En suma, hay tres generaciones de españoles para las que el reinado de Don Juan Carlos simboliza los mejores años de su vida. Bajo el concepto unificador de reinado que aquí se utiliza caben tanto los éxitos colectivos conseguidos entre todos como la aportación de cada uno a la obra común. No puede ser este artículo un catálogo razonado de esos éxitos, pero sí procede al menos la enumeración de algunos de los más importantes: la aprobación de una Constitución que ha hecho posible la libertad política y la estabilidad gubernamental; la creación de una sociedad civil próspera, cohesionada e instintivamente democrática en un país secularmente asolado por el conflicto, el pesimismo y la pobreza; la introducción de un original sistema de autonomías territoriales que hoy ocupa un lugar destacado en el panorama comparado de los federalismos; y la formación de unas Fuerzas Armadas altamente profesionales, políticamente neutras e inmejorablemente valoradas por los ciudadanos.

Según lo más arriba razonado, el reinado de Don Juan Carlos es probablemente la más importante de las claves históricas que permiten descifrar la gigantesca masa de hechos de las últimas décadas y determinar las causas de los éxitos enumerados. Sentada esta premisa, no resultaría difícil establecer el enlace entre el concepto de reinado y el de monarquía parlamentaria, que obviamente constituye su matriz.

Sin embargo, en este punto resulta necesario hacer una precisión. Cuando empezó la Transición, el recuerdo de la monarquía parlamentaria se había evaporado casi por completo, porque sus últimas noticias databan de 1923. Esa laguna en la memoria histórica hizo que muchos no fueran capaces de ver la institución monárquica a través de la persona que la encarnaba.

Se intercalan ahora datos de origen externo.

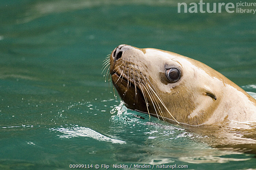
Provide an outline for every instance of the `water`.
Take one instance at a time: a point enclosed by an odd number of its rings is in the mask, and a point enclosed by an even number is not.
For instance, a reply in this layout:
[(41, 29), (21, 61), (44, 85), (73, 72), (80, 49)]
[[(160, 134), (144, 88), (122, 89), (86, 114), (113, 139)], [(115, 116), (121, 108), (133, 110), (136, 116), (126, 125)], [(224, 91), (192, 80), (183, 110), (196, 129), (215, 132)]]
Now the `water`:
[(163, 122), (121, 105), (110, 113), (120, 100), (101, 68), (123, 44), (195, 59), (256, 92), (255, 15), (178, 14), (178, 2), (1, 1), (0, 169), (256, 169), (252, 153), (211, 147), (217, 138), (210, 127)]

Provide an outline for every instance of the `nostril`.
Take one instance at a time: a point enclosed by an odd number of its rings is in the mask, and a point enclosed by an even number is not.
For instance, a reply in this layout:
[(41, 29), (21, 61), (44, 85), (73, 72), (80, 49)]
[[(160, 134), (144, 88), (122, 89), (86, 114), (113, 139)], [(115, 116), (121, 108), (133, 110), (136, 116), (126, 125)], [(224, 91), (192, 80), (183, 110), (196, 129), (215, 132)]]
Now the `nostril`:
[(121, 51), (119, 51), (117, 53), (115, 53), (115, 60), (117, 60), (118, 59), (120, 58), (121, 57), (122, 57), (122, 54), (123, 54), (123, 52)]

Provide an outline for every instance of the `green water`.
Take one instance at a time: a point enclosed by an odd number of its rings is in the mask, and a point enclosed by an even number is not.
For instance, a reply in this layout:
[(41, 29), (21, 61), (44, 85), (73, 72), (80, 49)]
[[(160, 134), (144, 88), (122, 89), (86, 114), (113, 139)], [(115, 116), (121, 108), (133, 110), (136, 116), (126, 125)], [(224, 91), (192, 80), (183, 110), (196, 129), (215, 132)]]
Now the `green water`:
[(256, 169), (254, 155), (212, 148), (182, 125), (110, 113), (120, 100), (101, 68), (123, 44), (195, 59), (256, 92), (256, 14), (178, 14), (178, 2), (1, 0), (0, 169)]

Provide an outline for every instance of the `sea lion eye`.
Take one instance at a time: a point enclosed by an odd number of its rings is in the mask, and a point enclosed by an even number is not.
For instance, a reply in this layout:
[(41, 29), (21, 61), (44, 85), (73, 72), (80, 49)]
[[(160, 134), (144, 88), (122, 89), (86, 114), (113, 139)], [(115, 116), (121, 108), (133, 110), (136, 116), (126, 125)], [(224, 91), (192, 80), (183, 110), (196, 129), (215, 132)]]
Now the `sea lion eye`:
[(180, 71), (176, 68), (167, 69), (165, 71), (166, 78), (171, 83), (177, 82), (180, 78)]

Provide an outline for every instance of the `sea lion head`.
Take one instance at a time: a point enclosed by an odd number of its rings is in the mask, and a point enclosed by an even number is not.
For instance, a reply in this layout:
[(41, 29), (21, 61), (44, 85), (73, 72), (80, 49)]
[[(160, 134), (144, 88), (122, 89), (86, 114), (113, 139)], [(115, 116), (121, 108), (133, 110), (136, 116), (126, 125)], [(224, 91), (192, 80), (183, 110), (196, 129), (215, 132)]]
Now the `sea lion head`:
[(165, 120), (207, 122), (223, 98), (223, 87), (232, 83), (198, 61), (157, 49), (121, 45), (110, 60), (112, 83), (125, 106)]

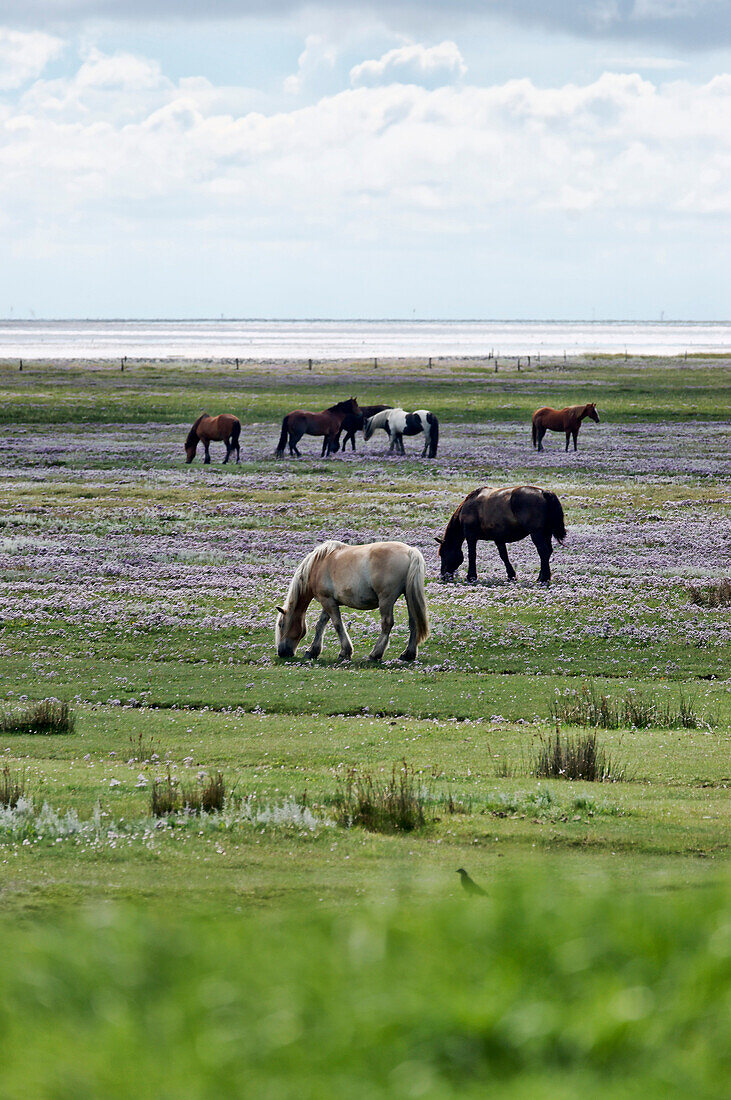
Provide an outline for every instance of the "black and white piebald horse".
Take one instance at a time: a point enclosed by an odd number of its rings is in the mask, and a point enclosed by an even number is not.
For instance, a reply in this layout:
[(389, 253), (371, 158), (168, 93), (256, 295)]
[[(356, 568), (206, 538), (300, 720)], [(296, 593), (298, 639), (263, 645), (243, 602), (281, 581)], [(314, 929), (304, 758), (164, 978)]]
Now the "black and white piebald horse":
[(366, 420), (363, 427), (363, 435), (370, 439), (376, 428), (383, 428), (390, 439), (389, 451), (405, 454), (403, 437), (418, 436), (424, 433), (424, 449), (421, 452), (422, 459), (429, 455), (436, 458), (439, 447), (439, 420), (434, 413), (429, 409), (417, 409), (416, 413), (407, 413), (402, 408), (385, 409)]

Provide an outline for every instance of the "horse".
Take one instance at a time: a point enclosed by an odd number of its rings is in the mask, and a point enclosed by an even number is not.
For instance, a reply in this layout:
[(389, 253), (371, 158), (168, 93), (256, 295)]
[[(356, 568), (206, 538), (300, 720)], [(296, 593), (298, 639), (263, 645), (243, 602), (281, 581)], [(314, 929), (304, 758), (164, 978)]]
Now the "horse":
[(340, 658), (350, 660), (353, 642), (343, 626), (340, 608), (380, 612), (380, 637), (368, 660), (379, 661), (394, 627), (394, 604), (406, 597), (409, 612), (409, 642), (401, 661), (417, 659), (419, 646), (429, 637), (429, 610), (424, 593), (424, 559), (405, 542), (369, 542), (346, 546), (333, 539), (315, 547), (297, 566), (285, 607), (277, 607), (275, 639), (279, 657), (293, 657), (307, 634), (306, 613), (312, 600), (322, 604), (312, 645), (306, 657), (322, 652), (322, 636), (332, 622), (340, 638)]
[(469, 493), (446, 525), (440, 544), (442, 580), (452, 580), (464, 554), (462, 543), (467, 540), (467, 581), (477, 581), (477, 542), (495, 542), (508, 580), (516, 580), (516, 571), (508, 558), (507, 543), (519, 542), (530, 535), (541, 559), (539, 582), (551, 583), (549, 564), (553, 547), (551, 539), (563, 542), (566, 538), (564, 509), (555, 493), (535, 485), (517, 485), (514, 488), (476, 488)]
[(285, 453), (288, 438), (289, 453), (301, 458), (297, 444), (302, 436), (324, 436), (320, 457), (324, 458), (325, 454), (334, 454), (340, 450), (337, 437), (343, 427), (343, 420), (348, 414), (357, 416), (359, 411), (357, 400), (355, 397), (351, 397), (346, 402), (339, 402), (336, 405), (331, 405), (329, 409), (324, 409), (322, 413), (308, 413), (306, 409), (295, 409), (293, 413), (288, 413), (281, 421), (281, 435), (279, 436), (276, 451), (277, 458), (280, 459)]
[(582, 427), (582, 420), (587, 416), (589, 420), (599, 424), (599, 414), (594, 403), (590, 405), (569, 405), (565, 409), (552, 409), (544, 405), (543, 408), (536, 409), (533, 414), (533, 447), (542, 451), (543, 437), (547, 430), (551, 430), (566, 432), (566, 450), (568, 450), (568, 441), (573, 436), (574, 450), (576, 450), (578, 429)]
[(203, 462), (209, 463), (211, 461), (211, 454), (208, 449), (211, 442), (224, 442), (226, 444), (224, 463), (229, 461), (234, 451), (236, 452), (236, 462), (239, 462), (241, 459), (241, 448), (239, 447), (240, 435), (241, 420), (239, 417), (232, 416), (231, 413), (221, 413), (220, 416), (209, 416), (208, 413), (203, 413), (202, 416), (198, 417), (188, 432), (188, 438), (186, 439), (186, 462), (192, 462), (196, 458), (199, 442), (206, 449)]
[(383, 428), (390, 439), (389, 452), (396, 451), (398, 454), (406, 454), (403, 450), (405, 436), (418, 436), (420, 431), (423, 431), (424, 449), (421, 457), (423, 459), (429, 454), (430, 459), (436, 458), (439, 419), (429, 409), (417, 409), (416, 413), (407, 413), (402, 408), (385, 409), (365, 422), (364, 437), (370, 439), (376, 428)]
[[(384, 413), (389, 409), (390, 405), (361, 405), (361, 411), (357, 415), (351, 413), (347, 414), (343, 420), (343, 431), (345, 432), (345, 439), (343, 440), (343, 451), (347, 447), (347, 441), (350, 439), (352, 449), (355, 450), (355, 433), (356, 431), (363, 431), (364, 425), (369, 417), (375, 416), (376, 413)], [(337, 440), (340, 442), (340, 439)]]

Así, a medida que el reinado de Don Juan Carlos iba arrojando resultados cada vez más positivos, creció también el número de los que decían ser juancarlistas pero no monárquicos. ¿Qué les impedía dar el paso de lo transitorio a lo permanente? Para algunos, la monarquía aparecía demasiado teñida del arcaísmo propio de las causas románticas y poco racionales. Una de las mejores cabezas de nuestro siglo XX, Jaime Guasp, contestaba a esa objeción con el siguiente argumento: «La monarquía es una institución clásica. El romanticismo empezó siendo cosa de poetas que llevaban el pelo largo. Hoy son los políticos los que llevan el pelo largo».

Las cosas han cambiado desde los primeros tiempos de la Transición. Tras treinta y seis años de reinado de Don Juan Carlos y diez legislaturas de las Cortes Generales, todos nos hemos familiarizado con la monarquía parlamentaria. Es indudable que el reinado pasará a la historia como un paradigma en su género, como en su género y época lo fueron los reinados de Felipe II y Carlos III. Pero además —y este es uno de los principales logros de Don Juan Carlos— su reinado dejará delicadamente impresos sobre la realidad social española los perfiles de esa gran institución clásica que es la monarquía parlamentaria.

Por Leopoldo Calvo-Sotelo Ibáñez-Martín.